Tous ces dispositifs sont financés par l'éducation nationale
mais aussi par le ministère de la culture et par les collectivités
territoriales.
Au-delà du caractère impératif des programmes, il
faut bien souligner qu'une large place est réservée à
la liberté pédagogique des enseignants et que la proximité
géographique est privilégiée, aussi bien dans le
choix des intervenants, artistes ou professionnels de la culture que dans
les objets étudiés : politique d'urbanisme, politique culturelle
locale, sites, bâtiments, œuvres. Cette approche donne toute
sa place à la dimension locale comme à celle de l'universel.
Pourquoi conforter le champ de
l'éducation artistique ?
L'école a toujours su développer l'intelligence
abstraite.
Depuis l'après-guerre un enseignement sportif de qualité
a permis de développer les aptitudes corporelles.
Depuis quelques années, la préoccupation de l'insertion
professionnelle a favorisé la valorisation de l'intelligence concrète
par l'enseignement de la technologie.
En affinant l'appareil sensoriel des élèves, l'enseignement
artistique et culturel, loin d'être un vernis supplémentaire,
permet à l'école de développer l'intelligence sensible
et de s'acquitter ainsi de sa mission d'enseignement et d'éducation
en touchant à la totalité complexe de l'être.
Bien compris, cet enseignement fait place à l'activité créatrice
de l'élève et à la créativité professionnelle
de l'enseignant. Il permet, par une mise en contact avec la création
et le patrimoine, l'apprentissage d'une exploration curieuse du monde
dans sa dimension culturelle, apprentissage qui nécessite l'acquisition
impérative de vocabulaire spécifique, de connaissances précises,
la maîtrise des grands courants historiques, et des métissages
culturels toujours à l'œuvre depuis les débuts de l'humanité.
On ne dira jamais assez combien l'enseignement artistique est un enseignement
exigeant.
Tous les enseignants sensibles à cette dimension sont unanimes
pour dire combien cette éducation artistique permet à certains
élèves qui seraient marginalisés par le seul enseignement
classique de s'exprimer, et de se valoriser par l'expression de qualités
créatrices.
L'IA-IPR (inspecteur pédagogique régional) d'Histoire et
Géographie que je suis, chargée du suivi de l'enseignement
de l'histoire des arts et du cinéma audiovisuel ainsi que de la
Délégation académique pour les arts et la culture
peut témoigner au quotidien de la transformation, et même
de l'épanouissement de plus d'un élève au contact
des œuvres, des artistes, d'une pratique et de recherches personnelles
approfondies sur des thématiques artistiques.

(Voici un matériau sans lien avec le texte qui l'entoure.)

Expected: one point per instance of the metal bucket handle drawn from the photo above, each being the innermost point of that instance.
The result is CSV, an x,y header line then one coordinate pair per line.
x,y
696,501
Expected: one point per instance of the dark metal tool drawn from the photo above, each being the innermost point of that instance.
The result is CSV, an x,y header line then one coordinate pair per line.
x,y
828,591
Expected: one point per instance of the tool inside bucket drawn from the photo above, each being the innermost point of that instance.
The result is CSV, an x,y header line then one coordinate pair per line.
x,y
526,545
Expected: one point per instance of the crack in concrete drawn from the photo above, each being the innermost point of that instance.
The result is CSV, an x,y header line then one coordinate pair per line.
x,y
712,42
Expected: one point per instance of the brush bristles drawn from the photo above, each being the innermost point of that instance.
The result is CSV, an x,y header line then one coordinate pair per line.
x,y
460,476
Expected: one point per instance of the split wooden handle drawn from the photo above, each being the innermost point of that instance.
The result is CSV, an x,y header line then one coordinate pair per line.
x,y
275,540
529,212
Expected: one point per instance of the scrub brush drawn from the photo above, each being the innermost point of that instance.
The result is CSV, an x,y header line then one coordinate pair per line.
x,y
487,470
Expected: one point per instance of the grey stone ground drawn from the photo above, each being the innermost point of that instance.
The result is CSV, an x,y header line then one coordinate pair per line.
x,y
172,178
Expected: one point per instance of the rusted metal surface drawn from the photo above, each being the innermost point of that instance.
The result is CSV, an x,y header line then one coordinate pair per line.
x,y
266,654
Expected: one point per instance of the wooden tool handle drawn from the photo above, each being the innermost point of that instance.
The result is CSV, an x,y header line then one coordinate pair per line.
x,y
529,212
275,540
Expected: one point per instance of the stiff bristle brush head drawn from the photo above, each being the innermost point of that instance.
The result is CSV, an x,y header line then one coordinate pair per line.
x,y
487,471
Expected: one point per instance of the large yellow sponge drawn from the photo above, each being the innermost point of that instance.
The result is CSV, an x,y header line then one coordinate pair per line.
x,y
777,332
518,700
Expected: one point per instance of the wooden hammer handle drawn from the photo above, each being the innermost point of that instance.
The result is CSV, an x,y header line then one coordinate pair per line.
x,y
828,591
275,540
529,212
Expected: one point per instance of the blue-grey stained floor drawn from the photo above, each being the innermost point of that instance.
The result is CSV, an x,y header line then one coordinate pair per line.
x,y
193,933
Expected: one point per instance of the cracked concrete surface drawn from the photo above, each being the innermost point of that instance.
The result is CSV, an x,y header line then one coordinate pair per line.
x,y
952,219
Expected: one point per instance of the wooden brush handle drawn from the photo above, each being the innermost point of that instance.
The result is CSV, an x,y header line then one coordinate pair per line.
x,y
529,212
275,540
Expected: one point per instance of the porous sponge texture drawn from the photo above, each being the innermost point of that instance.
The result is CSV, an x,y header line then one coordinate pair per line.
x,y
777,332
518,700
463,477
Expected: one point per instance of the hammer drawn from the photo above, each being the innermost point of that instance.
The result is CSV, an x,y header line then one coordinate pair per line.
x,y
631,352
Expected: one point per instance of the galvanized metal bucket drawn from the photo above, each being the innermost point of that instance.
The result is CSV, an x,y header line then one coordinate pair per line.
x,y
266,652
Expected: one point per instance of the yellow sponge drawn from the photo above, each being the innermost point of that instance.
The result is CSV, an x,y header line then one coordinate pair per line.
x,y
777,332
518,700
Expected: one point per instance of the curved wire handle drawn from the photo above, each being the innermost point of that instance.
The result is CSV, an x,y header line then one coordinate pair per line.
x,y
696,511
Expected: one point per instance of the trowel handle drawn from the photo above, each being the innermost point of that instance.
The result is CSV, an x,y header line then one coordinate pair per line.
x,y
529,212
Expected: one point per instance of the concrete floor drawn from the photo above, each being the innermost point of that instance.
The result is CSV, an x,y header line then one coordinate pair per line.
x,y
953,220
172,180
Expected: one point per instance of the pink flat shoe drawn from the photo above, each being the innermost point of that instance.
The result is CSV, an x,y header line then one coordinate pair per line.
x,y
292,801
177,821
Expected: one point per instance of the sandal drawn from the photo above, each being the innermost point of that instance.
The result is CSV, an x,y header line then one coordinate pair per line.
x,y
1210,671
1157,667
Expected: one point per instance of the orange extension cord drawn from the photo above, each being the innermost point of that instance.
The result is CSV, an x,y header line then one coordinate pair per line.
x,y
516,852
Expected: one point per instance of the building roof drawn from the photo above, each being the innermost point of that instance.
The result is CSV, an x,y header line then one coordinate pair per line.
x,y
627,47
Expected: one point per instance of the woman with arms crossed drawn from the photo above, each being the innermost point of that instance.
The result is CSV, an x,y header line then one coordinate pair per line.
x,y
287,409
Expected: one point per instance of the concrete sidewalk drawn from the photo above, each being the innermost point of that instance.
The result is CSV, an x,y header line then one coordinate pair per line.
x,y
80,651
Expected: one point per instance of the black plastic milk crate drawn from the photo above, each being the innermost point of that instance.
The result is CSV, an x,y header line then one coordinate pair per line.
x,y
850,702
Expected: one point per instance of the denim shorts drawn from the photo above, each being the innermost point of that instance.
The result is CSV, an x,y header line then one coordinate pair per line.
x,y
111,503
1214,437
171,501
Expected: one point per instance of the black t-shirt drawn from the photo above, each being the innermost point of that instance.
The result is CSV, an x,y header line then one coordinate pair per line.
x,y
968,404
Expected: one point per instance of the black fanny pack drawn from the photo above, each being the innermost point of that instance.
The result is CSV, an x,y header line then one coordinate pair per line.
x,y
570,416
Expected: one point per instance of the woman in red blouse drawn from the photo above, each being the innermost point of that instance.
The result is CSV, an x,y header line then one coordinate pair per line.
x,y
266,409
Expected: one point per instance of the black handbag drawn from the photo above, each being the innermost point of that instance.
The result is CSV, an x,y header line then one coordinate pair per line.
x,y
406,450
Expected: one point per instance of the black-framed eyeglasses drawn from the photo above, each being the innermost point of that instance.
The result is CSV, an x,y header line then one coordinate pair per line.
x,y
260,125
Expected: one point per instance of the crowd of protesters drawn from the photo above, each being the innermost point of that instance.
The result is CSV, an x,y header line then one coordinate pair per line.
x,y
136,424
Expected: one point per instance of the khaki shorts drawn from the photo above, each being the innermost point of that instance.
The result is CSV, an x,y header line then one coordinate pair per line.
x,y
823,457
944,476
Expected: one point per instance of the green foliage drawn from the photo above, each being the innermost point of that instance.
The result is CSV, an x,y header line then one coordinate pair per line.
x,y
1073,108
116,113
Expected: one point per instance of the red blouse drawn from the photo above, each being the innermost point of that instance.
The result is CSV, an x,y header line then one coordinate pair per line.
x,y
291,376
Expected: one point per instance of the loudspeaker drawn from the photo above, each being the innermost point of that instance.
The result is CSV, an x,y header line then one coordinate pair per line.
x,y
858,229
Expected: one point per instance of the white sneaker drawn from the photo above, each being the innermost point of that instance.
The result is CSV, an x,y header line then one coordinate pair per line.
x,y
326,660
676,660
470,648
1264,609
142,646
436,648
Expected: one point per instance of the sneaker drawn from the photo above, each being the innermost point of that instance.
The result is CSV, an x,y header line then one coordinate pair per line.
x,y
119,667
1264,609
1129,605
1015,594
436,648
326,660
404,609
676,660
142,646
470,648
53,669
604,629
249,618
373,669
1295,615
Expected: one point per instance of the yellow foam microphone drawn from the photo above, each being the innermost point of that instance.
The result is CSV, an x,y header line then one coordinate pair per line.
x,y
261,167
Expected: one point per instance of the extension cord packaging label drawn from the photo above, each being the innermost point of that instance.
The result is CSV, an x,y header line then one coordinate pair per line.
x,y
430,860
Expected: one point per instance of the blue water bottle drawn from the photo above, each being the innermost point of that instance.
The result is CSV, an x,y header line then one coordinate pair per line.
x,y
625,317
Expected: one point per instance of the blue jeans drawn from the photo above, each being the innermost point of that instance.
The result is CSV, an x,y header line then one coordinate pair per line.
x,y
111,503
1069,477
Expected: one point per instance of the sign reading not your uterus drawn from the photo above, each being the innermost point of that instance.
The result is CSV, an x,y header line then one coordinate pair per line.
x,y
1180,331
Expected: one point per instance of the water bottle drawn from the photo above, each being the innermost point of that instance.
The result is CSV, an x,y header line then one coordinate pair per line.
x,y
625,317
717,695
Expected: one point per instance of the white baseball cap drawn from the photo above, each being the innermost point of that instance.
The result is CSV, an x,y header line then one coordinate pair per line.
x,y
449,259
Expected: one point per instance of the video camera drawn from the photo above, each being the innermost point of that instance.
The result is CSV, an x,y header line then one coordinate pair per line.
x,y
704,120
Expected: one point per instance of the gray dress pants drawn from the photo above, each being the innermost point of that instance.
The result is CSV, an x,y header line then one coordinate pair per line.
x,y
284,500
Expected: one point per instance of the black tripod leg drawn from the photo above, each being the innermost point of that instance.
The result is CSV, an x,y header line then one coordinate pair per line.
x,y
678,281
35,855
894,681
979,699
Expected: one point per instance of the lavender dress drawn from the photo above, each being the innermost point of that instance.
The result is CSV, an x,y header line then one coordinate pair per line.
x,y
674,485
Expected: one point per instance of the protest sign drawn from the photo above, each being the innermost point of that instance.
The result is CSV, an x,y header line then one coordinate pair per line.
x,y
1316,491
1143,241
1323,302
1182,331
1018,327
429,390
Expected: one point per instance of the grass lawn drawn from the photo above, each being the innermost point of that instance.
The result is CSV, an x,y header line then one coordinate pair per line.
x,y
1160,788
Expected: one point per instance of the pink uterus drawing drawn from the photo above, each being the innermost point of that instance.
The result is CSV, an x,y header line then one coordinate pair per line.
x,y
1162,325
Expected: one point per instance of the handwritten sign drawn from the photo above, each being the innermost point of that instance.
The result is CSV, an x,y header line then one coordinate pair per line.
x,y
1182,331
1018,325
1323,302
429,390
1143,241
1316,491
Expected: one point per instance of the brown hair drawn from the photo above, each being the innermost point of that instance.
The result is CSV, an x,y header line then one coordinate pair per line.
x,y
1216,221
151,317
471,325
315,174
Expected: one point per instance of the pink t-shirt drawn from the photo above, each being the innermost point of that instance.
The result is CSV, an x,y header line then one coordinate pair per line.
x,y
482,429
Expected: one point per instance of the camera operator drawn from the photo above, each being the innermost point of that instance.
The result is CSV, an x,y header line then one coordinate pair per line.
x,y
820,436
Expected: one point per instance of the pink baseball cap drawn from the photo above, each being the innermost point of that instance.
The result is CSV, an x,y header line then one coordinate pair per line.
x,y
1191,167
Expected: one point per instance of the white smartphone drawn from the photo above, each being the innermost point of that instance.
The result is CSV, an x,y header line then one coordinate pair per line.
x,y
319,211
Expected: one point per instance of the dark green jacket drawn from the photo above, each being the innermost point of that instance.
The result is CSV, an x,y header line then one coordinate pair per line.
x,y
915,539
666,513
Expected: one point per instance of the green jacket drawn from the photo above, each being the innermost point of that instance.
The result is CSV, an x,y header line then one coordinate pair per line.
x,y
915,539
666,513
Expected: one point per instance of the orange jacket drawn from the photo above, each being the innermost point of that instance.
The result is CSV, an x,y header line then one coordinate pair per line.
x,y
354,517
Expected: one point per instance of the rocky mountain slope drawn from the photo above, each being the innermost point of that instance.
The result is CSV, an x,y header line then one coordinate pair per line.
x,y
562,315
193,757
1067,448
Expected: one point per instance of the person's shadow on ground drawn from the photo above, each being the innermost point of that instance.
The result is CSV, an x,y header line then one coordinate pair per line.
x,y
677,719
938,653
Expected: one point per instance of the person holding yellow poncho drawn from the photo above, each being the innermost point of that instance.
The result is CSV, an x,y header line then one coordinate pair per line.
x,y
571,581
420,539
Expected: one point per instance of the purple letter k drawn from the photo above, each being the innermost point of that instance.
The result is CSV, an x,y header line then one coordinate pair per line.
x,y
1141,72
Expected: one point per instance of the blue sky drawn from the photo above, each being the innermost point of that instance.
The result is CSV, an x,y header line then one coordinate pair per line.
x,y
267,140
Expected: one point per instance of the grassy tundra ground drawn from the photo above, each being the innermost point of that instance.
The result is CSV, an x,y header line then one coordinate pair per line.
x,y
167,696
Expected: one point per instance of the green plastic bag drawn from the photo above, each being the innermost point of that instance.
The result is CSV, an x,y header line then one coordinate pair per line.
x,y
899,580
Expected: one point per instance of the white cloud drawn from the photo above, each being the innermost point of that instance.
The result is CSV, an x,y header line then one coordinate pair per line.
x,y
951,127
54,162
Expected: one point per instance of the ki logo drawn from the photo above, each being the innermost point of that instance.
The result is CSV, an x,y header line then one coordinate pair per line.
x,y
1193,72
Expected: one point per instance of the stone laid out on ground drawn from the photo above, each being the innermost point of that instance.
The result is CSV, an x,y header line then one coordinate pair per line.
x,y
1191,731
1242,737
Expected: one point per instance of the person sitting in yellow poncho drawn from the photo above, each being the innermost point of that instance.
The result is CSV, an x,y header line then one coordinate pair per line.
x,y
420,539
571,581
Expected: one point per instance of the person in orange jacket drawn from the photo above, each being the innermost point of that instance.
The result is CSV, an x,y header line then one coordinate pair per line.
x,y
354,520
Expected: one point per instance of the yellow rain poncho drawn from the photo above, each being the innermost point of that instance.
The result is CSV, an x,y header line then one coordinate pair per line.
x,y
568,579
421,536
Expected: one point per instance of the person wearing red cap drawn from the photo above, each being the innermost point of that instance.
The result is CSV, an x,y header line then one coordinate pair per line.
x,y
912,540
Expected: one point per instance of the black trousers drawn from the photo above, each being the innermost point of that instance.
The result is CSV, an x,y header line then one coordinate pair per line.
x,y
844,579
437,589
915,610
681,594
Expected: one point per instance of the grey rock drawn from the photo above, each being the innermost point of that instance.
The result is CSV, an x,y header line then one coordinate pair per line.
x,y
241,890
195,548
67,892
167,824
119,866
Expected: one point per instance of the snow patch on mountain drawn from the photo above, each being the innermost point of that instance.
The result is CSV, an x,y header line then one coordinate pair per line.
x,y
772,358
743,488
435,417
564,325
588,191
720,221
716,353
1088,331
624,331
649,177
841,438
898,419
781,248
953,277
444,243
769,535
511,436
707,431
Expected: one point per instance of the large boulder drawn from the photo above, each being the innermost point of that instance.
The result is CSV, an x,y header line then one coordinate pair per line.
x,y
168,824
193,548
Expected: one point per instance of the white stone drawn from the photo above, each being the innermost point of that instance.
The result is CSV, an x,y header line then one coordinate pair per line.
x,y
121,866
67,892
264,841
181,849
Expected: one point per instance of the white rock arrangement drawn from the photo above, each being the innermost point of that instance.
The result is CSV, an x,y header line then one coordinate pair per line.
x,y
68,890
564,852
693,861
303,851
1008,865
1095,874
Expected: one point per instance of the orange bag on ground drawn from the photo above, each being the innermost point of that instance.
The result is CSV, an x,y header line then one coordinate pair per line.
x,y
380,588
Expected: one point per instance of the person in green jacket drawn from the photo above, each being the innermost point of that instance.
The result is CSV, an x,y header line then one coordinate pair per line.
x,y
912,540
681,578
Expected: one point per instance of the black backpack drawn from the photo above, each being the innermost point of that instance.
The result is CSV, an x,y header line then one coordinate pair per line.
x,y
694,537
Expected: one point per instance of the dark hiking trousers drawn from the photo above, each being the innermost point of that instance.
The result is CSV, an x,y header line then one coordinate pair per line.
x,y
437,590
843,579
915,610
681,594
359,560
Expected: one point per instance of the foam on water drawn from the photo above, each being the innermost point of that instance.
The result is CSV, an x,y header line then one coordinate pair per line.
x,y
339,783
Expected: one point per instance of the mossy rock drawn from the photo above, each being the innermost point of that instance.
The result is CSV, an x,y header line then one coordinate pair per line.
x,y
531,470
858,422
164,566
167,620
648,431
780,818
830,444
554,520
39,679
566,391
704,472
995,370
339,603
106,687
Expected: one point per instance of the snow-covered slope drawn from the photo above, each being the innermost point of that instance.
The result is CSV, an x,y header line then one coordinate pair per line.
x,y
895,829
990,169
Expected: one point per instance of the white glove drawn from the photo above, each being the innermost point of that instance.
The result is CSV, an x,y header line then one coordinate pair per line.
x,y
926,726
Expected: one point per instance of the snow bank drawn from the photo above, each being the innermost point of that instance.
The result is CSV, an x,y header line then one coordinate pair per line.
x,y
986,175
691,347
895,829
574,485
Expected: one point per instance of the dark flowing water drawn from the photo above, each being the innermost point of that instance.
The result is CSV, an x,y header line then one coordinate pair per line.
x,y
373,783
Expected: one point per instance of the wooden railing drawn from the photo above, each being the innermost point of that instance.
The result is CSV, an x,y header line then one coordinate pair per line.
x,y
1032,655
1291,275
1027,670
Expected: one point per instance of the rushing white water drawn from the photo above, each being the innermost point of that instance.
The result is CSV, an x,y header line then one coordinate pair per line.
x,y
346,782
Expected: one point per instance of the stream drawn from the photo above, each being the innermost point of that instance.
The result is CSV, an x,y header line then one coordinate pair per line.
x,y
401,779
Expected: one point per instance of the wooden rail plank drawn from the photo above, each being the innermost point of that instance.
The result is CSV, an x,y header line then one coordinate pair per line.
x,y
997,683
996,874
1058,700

Citons parmi beaucoup d'autres, l'exemple de Nathalie, élève
de lycée professionnel et qui grâce à une classe à
PAC sur la photographie s'est découvert une véritable vocation
de photographe d'art. Cette expérience lui a permis d'exprimer
et sa personnalité et ses qualités, lui faisant retrouver
la motivation qui lui avait fait défaut pour poursuivre des études
littéraires. Cette jeune a repris un enseignement général
avec une option cinéma-audiovisuel.
Je tiens aussi à citer cette classe de 5e d'enseignement général
professionnel adapté (SEGPA) de la banlieue de Grenoble, dont les
élèves éprouvent de très grandes difficultés
scolaires. Grâce à l'intervention tenace d'enseignants motivés
et sensibles les élèves font de fabuleuses rencontres avec
des artistes, des poètes, des écrivains capables de les
mettre en mouvement en les aidant à exprimer leur personnalité
dans une démarche collective prenant en compte des productions
individuelles. Le résultat en est aussi bouleversant qu'admirable.
“ Avec nos paroles de quartiers
Les mots de Victor Hugo,
Les haïkus du Japon
Ophélia d'Arthur Rimbaud,
Nous avons voyagé,
Quitté la neige de chez nous
Pour la lumière de Grignan. ”
Est-il écrit au dos du superbe ouvrage de poésie
“ éclats du fond du cœur ” produit par les élèves.
Et voilà des élèves que l'on croyait “ perdus
” se mettre en posture de désirer lire et écrire.
L'expression artistique, celle des arts du son, des arts visuels, du spectacle
vivant, de la littérature ne s'éloigne jamais des fondamentaux.
Le contact avec les œuvres a sa propre justification.
Il peut aussi relancer la motivation des élèves pour d'autres
apprentissages.
Par ailleurs l'artiste, en travail face à une classe, parce qu'il
est symboliquement contact avec l'inconnu, l'étrange, l'étranger,
permet un regard sur l'autre et sur la différence, et par ricochet
sur soi, appréhendé à travers le prisme de l'autre.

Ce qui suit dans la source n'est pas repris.